Dieci anni fa lei e suo fratello Vittorio vinceste l’Orso d’oro a Berlino col film Cesare deve morire, recitato da carcerati di Rebibbia. Cosa ricorda di quell’esperienza?
Ricordo un’accoglienza inaspettata. Eravamo contenti per i detenuti che avevano lavorato con noi. Io e Vittorio avevamo fatto il cinema folgorati da Paisà di Rossellini.
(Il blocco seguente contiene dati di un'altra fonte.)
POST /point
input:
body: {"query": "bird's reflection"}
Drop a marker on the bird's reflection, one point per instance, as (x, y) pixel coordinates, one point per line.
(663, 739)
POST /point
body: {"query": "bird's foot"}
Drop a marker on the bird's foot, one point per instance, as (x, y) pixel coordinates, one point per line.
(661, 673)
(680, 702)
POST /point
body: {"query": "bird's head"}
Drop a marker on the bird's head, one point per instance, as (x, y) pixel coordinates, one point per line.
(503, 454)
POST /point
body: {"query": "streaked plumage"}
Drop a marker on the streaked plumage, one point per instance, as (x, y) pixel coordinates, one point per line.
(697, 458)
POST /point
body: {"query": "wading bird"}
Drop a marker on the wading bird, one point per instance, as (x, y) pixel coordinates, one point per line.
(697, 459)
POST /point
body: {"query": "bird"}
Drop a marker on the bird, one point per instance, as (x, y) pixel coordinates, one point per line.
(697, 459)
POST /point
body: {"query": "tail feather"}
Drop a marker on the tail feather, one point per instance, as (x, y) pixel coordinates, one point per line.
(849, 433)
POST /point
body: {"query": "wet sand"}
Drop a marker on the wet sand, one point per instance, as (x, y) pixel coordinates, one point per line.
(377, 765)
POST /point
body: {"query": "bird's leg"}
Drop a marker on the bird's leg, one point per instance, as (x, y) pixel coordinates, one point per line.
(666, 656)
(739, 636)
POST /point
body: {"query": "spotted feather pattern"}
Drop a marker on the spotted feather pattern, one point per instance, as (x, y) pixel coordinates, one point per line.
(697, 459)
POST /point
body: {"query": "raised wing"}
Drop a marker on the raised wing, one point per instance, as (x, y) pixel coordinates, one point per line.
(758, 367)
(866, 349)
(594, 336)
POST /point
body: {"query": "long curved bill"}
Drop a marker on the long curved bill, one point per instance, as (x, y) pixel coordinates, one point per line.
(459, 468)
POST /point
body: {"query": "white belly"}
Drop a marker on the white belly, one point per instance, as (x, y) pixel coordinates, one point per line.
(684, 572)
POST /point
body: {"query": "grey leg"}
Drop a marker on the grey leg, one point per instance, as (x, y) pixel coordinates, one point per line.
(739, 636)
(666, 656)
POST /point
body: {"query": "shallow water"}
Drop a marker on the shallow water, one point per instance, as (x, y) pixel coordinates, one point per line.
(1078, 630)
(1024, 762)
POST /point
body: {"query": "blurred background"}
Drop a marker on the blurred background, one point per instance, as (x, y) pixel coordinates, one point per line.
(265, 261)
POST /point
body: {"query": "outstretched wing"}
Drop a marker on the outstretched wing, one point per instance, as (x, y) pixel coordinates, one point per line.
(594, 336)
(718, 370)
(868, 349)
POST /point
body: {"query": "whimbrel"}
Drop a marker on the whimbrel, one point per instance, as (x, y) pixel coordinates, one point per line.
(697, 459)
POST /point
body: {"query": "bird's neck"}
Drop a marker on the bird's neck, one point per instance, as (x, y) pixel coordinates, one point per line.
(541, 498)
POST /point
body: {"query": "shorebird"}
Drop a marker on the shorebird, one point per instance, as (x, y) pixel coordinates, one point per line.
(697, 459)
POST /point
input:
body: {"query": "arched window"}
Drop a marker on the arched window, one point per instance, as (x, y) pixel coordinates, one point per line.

Quando lui ci aveva dato la Palma d’oro a Cannes, il cerchio si era chiuso. Un altro premio e dicemmo: basta concorrere con le nuove generazioni. Ma nel 2012 i detenuti ci chiesero la gara per avere più attenzione. La sera della premiazione il direttore di Rebibbia fece ascoltare loro la cerimonia alla radio. Quando fu annunciata la vittoria ci fu un urlo collettivo, da fuori si pensò a una rivolta.
Il film Leonora addio è dedicato a suo fratello Vittorio, scomparso quattro anni fa. Cosa significa per lei il ricordo di Vittorio?
Siamo partiti insieme, io avevo 16 anni e lui 18. Abbiamo affrontato tutto insieme: cinema, vita, emozioni. Nel film c’è la dedica che ho scritto a mano per lui. Per me è sempre stato al mio fianco.
Ha in mente di girare altri film prossimamente?
Certamente Leonora addio non è un film per chiudere la partita. Ho tanti progetti, il set è il mio elemento naturale.